La guerre de demain. — Pas de bruit et beaucoup de lumière. — Vers la paix universelle par la science

Suivant les nobles traditions de mon père, j’ai toujours demandé énergiquement l’abolition de la peine de mort et je considère la guerre comme le plus ignoble et le plus lâche des assassinats toutes les fois qu’elle n’a pas pour but exclusif la défense des frontières, du sol de la patrie.

Voilà pourquoi toutes les fois que l’on m’apprend que l’on a découvert un nouveau moyen, sûr, puissant et rapide de tuer les hommes en masse, je bondis de joie.

Cette joie a l’air d’être cruelle et paradoxale pour les imbéciles et cependant, c’est la science seule qui arrivera à triompher des passions des tyrans farouches, en rendant la guerre impossible par la puissance exorbitante de ses moyens de destruction.

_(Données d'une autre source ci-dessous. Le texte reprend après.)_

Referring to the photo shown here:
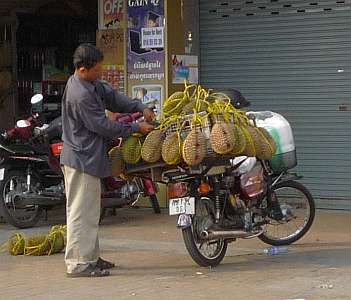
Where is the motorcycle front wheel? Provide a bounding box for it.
[259,180,315,246]
[0,170,42,228]
[182,199,228,267]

Qu’on le veuille ou non, rien n’est plus vrai, n’est plus certain.

Aussi, vraies ou fausses, je suis heureux d’entretenir aujourd’hui mes lecteurs de deux nouvelles inventions dans l’art de tuer très proprement les pauvres bougres que l’ambition ou la démence des rois et des empereurs envoient à la boucherie.

La première de ces inventions qui n’est que la catapulte perfectionnée et qui rappelle un peu les gares à trottoirs circulaires et rotatifs dont j’ai parlé ici même, dans le précédent chapitre, est destinée à tuer sans bruit ; malheureusement elle est américaine comme la seconde et c’est ce qui me fait encore un peu douter.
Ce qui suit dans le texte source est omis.